Orbit Culture grandit dans le milieu du metal. Proposant des albums solides bâtis sur un death mélodiques aux sonorités modernes, les Suédois savent taper fort. Après plus de dix ans de carrière, les voilà de retour avec un cinquième album intitulé Death Above Live. Premier point fort : la pochette est simplement splendide. Passé ce détail, on pouvait se demander si le groupe allait continuer dans la veine des deux opus Nija et Descent, plutôt réussis et composés dans des styles similaires.
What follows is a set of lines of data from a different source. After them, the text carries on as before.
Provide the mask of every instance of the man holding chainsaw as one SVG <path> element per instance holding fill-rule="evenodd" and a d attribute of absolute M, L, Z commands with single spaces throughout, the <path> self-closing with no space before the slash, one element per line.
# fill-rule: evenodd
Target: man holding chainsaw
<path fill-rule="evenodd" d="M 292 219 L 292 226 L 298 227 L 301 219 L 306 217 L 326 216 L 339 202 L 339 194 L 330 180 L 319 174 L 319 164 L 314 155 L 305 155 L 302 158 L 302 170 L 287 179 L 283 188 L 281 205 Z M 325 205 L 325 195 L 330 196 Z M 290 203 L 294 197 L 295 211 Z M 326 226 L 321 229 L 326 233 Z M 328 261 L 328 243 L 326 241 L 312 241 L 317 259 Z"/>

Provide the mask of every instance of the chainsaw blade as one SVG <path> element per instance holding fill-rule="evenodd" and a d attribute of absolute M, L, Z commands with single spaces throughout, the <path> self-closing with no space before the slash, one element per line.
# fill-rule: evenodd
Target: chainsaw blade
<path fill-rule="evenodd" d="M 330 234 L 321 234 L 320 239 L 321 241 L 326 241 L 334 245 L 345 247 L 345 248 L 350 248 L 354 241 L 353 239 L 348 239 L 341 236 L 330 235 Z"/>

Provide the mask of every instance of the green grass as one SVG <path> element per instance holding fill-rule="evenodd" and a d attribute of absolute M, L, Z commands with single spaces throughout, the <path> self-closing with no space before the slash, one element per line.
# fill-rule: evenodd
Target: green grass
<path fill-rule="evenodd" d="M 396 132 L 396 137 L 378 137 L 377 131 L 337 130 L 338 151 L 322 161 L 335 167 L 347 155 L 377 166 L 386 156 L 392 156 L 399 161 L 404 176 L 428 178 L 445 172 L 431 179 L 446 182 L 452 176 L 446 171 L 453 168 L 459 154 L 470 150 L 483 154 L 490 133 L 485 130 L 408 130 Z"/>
Orbit Culture, c’est l’artillerie lourde. Tout dans le son est construit pour décaper les oreilles. Il y a un côté bourrin indéniable chez le groupe et c’est ce qui fait son intérêt aussi. Ça tabasse à la double pédale sur du growl bien caverneux, avec l’énergie propre au côté core du groupe. Malgré tout, les Suédois ajoutent (parfois) à leur palette des passages mélodiques en chant clair qui évitent d’être purement bas du front ("Inferna", "Inside the Waves"…). Ce mélange n’est pas systématique, certains morceaux restant dans les sphères brutales sans jamais s’en extirper ("Bloodhound", "Hydra"...). Les amateurs du groupe comprendront à mes mots que les membres reprennent la formule déjà utilisé sur les deux LP précédents. Étant personnellement amateur de mélodies, je suis davantage sensible aux apparitions du chant clair qui, étant de qualité, apporte une accroche bienvenue. Il faut dire que les passages moins mélodiques se répètent beaucoup et peuvent amener une certaine lassitude. C’est dans l’articulation entre les deux, dans un fragile équilibre, qu’Orbit Culture propose ses morceaux les plus puissants.
S’il y a quelque chose qui est maîtrisé chez Orbit Culture, ce sont les voix. Assurées par le seul Niklas Karlsson, elles font la force du groupe. Si on lui reprochait de s’inspirer trop fortement de James Helfield dans le passé, ce n’est pas flagrant sur cet opus. Il est intéressant de voir que les lives sont orientés bas du front, comme si le chanteur n’était pas confiant envers ses capacités. Il faut dire qu’en découvrant le groupe, on est persuadé qu’il y a deux vocalistes tant les voix se répondent et dialoguent entre elles. Malgré ces qualités, le groupe garde un peu ses mauvaises habitudes. Les morceaux s’allongent souvent pour rien. Et quand ils sont juste bourrins, cinq minutes de matraquage, c’est trop. L’ensemble reste de bonne facture avec quelques passages bien marquants et il faut un peu de temps pour assimiler la bête. Derrière le côté pas finaud de la première écoute, Orbit Culture soigne ses morceaux et il faudra quelques écoutes pour profiter pleinement de leur proposition.


On prend les mêmes et on recommence. Les Suédois sont dans la droite veine de Nija et Descent, mais laissent l’impression que les albums sont de moins en moins bien. C’est léger, mais il suffit de réécouter Nija pour voir la différence d’appréciation entre les deux. Évidemment, la surprise et la découverte n’est plus là, mais tout semble un petit cran en-dessous. Si vous avez aimé les albums précédents, vous apprécierez sans doute celui-ci, mais il faudrait que le groupe change un peu pour la suite afin de garder la flamme chez ses fans.